Auto 38507 de marzo 5 de 2012

CORTE SUPREMA DE JUSTICIA 

SALA DE CASACIÓN PENAL

Proceso 38507

Aprobado: Acta 71

Magistrado Ponente:

Dr. Augusto J. Ibáñez Guzmán

Bogotá, D.C., cinco de marzo de dos mil doce.

EXTRACTOS: «Consideraciones

1. La Sala Penal de la Corte Suprema de Justicia, es competente para decidir sobre la solicitud de cambio de radicación de procesos penales, de un distrito judicial a otro durante la etapa del juzgamiento, al tenor de lo dispuesto en el artículo 75 numeral 8º de la Ley 600 de 2000.

2. La figura jurídica opera en los casos taxativamente contemplados en el artículo 85 ibídem, esto es, cuando en el territorio donde se esté adelantando la actuación procesal existan circunstancias que puedan afectar el orden público, la imparcialidad o la independencia de la administración de justicia, las garantías procesales, la publicidad del juzgamiento, la seguridad o integridad personal de los intervinientes, en especial de las víctimas o de los servidores públicos.
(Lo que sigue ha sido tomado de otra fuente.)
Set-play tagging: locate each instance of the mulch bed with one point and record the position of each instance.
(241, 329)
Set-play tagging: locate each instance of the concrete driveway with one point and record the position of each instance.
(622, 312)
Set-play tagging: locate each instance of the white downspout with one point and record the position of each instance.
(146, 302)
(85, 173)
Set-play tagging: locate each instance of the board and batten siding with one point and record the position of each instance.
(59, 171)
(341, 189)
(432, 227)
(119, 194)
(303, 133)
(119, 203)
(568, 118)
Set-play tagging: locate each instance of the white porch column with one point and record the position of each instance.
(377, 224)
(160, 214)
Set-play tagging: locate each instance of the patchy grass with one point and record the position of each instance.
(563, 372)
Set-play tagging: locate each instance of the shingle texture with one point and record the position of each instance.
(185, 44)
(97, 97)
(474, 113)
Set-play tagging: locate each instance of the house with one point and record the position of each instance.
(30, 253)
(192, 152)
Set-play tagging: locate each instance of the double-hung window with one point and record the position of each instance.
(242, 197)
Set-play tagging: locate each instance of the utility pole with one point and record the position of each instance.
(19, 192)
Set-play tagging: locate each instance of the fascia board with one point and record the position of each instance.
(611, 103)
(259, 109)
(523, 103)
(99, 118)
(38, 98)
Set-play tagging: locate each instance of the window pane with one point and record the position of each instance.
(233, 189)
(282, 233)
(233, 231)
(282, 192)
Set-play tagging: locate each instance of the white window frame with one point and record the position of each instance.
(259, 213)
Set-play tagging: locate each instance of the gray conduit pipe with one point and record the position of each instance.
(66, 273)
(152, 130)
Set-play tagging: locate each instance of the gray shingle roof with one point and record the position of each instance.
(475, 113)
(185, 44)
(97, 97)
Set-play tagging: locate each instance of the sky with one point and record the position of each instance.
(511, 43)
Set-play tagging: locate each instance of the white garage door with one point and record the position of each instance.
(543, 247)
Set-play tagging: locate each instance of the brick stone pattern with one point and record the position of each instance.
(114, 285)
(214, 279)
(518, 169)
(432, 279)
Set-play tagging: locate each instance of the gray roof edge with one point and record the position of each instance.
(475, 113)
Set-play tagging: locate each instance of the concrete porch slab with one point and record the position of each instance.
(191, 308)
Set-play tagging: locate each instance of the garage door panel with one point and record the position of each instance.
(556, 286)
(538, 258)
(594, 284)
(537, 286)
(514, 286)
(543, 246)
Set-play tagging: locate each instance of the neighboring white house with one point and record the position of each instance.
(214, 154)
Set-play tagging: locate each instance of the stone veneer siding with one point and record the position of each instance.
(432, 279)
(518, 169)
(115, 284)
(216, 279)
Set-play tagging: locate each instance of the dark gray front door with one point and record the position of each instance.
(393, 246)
3. Es una medida de carácter excepcional y residual a la que se acude cuando se demuestra que existen circunstancias externas con capacidad suficiente para alterar el normal desarrollo del proceso. Su finalidad, es asegurar una recta, cumplida y eficiente administración de justicia, al no existir otros mecanismos jurídicos distintos que permitan neutralizar las causas extrañas que se invocan.

4. Desde ahora anuncia la Sala que no accederá a la solicitud impetrada, por resultar abiertamente improcedente:

4.1. Según el artículo 87 del Código de Procedimiento Penal, quien reclama el instituto debe comprobar que el caso concreto se ubica dentro de las previsiones aludidas en el artículo 85(4) del mismo estatuto, exigencias que de ninguna manera satisfizo al invocarlo, pues ningún elemento de prueba fundamenta su solicitud.

4.2. El escrito mismo descarta la viabilidad del instituto reclamado, como que este no fue reglado para intentarlo de manera genérica. Y es que no basta con alegar la condición de salud de los procesados, su carencia de recursos económicos, o una infundada falta de competencia, para que por esta vía se abra paso su pretensión.

5. La Sala destaca, que el cambio de radicación de un proceso no puede estar condicionado a las consideraciones subjetivas de los sujetos procesales, sino a la prueba suficiente, por tanto atendible, de que en el lugar en donde se desarrolla el juicio no se dan las circunstancias indispensables para que se adelante con respeto a los derechos de los intervinientes y en cumplimiento de su finalidad que no es otra que impartir justicia.

Bajo los argumentos presentados por el solicitante resulta incuestionable que el defensor no verificó —como le correspondía— ninguna situación externa que pueda incidir notoriamente en el juzgamiento de este caso particular y concreto.

Así las cosas, las situaciones sobre las que especula no se enmarcan dentro de las circunstancias de alteración de que trata el artículo 85 de la Ley 600 de 2000, y, por tanto se negará el cambio de radicación.

En mérito de lo expuesto, la Sala de Casación Penal de la Corte Suprema de Justicia,

RESUELVE:

1. Negar el cambio de radicación del proceso adelantado contra Wilson Tomás y Olaris Patricia Ibarra Oduber.

2. Remitir la actuación al Juzgado 15 Penal del circuito destacado para el tema de Foncolpuertos con sede en Bogotá, para que continúe con el trámite.

Comuníquese y cúmplase».

(4) ART. 85.—Finalidad y procedencia. El cambio de radicación podrá disponerse cuando, en el territorio donde se esté adelantando la actuación procesal, existan circunstancias que puedan afectar el orden público, la imparcialidad o la independencia de la administración de justicia, las garantías procesales, la publicidad del juzgamiento, la seguridad o integridad personal de los sujetos procesales o de los funcionarios judiciales.